Darunter gab es auch Landtagsabgeordnete und Gewerkschaftssekretäre sowie Personen an den Schaltstellen der Wirtschaft. Und immer noch ist der größte Teil der Akten nicht aufgearbeitet.

Dr. en jur. (BOL) Klaus Kirchner: „Natürlich begrüßen wir die Aktivitäten der Stasi-Unterlagenbehörde und wünschen uns, dass sie in jedem Falle die Mittel erhält, ihre Arbeit so lange fortzusetzen, bis das vorhandene Material vollständig aufgearbeitet ist.

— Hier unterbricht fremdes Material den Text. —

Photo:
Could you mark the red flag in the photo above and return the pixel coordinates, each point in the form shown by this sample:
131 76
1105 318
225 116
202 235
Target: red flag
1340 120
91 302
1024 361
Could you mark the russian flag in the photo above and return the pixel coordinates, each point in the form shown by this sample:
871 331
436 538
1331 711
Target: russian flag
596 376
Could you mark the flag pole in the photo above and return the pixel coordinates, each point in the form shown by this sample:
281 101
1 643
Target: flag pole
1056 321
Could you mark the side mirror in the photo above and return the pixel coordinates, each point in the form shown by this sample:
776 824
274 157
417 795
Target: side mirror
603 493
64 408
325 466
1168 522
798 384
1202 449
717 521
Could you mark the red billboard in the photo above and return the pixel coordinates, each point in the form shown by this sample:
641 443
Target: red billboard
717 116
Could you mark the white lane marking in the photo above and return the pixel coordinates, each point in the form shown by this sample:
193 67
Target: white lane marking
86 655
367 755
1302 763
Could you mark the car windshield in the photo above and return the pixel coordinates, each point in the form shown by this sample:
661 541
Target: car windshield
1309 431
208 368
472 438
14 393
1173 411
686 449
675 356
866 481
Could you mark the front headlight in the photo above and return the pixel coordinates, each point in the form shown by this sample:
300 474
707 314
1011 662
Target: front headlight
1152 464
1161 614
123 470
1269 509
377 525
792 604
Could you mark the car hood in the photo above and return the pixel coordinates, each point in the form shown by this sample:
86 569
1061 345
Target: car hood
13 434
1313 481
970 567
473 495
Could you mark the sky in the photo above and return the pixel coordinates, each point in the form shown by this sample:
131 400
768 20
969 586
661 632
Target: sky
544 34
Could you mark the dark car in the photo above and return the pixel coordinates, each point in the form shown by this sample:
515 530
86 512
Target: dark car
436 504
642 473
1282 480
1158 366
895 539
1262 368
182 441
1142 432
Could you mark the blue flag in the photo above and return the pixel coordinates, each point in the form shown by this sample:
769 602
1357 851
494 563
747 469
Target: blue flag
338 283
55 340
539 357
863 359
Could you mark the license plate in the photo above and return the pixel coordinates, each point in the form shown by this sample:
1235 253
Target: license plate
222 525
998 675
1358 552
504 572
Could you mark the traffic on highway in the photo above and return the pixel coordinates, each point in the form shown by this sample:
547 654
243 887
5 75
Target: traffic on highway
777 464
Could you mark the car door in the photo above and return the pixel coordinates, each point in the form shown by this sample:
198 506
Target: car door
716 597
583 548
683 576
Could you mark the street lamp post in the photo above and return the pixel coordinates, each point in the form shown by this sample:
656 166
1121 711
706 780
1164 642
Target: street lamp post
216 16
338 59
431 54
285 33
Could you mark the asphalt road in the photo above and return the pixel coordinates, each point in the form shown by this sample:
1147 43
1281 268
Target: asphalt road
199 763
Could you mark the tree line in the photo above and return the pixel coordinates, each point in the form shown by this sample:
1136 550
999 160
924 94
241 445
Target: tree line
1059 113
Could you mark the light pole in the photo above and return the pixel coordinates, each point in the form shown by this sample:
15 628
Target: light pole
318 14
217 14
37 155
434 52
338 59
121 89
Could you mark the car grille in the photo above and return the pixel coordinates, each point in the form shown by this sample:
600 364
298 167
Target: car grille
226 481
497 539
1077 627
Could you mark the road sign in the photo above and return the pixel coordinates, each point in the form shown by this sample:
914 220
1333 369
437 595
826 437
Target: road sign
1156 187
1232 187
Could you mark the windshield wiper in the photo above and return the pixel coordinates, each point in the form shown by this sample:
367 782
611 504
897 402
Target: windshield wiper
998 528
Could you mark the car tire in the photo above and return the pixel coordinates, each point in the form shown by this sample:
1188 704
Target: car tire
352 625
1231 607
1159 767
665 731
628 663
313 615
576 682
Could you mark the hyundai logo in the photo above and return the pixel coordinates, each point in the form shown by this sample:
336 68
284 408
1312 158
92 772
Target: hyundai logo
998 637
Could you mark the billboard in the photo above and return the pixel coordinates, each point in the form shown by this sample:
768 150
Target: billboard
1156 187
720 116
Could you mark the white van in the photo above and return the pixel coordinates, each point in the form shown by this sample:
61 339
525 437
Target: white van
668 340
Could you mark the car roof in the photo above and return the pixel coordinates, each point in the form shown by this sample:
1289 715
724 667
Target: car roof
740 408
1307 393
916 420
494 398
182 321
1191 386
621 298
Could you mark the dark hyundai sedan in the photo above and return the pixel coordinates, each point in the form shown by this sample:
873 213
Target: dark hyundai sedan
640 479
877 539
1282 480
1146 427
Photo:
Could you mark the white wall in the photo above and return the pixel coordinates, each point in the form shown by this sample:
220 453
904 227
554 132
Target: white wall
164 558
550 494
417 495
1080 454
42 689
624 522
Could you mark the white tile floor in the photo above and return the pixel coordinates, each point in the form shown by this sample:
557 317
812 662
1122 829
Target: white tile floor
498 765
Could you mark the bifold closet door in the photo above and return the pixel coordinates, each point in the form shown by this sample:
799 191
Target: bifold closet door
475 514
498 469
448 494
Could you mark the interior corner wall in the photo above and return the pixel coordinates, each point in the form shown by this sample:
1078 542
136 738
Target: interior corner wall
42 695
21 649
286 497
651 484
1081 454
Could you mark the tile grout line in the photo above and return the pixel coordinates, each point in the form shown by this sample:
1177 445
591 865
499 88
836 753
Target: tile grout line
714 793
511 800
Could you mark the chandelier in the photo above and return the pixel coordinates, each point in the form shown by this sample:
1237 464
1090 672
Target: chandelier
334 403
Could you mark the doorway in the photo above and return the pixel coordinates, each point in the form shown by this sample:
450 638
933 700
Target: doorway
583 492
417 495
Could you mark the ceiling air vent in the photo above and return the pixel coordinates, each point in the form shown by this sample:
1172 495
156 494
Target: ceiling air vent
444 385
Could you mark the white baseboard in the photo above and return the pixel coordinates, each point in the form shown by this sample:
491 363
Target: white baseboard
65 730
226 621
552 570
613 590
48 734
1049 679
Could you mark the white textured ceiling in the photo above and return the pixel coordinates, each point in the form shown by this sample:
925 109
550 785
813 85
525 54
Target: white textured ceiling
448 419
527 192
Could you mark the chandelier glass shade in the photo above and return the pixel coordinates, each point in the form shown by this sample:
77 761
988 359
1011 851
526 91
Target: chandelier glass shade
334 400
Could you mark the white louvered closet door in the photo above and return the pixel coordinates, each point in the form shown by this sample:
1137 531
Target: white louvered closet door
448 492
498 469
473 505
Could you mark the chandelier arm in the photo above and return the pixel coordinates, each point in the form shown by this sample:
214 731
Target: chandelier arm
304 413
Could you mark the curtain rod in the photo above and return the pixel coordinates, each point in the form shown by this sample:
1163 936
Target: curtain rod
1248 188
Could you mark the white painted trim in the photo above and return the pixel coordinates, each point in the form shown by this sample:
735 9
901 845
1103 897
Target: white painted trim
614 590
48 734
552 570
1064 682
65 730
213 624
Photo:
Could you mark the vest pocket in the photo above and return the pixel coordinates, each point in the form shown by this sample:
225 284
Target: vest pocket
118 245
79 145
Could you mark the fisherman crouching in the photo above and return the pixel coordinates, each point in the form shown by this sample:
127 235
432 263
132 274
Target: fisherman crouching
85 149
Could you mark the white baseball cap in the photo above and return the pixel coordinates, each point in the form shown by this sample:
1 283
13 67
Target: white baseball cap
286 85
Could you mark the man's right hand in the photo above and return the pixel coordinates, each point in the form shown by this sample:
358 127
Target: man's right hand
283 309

Für uns stellt sich natürlich auch die Frage, ob es auch heute noch Mandatsträger in Düsseldorf gibt, die für die Staatssicherheit der DDR spioniert haben.
Wir denken, dass die Öffentlichkeit ein Recht hat, die ganze Wahrheit zu erfahren. Dazu gehört auch, dass Namen genannt werden.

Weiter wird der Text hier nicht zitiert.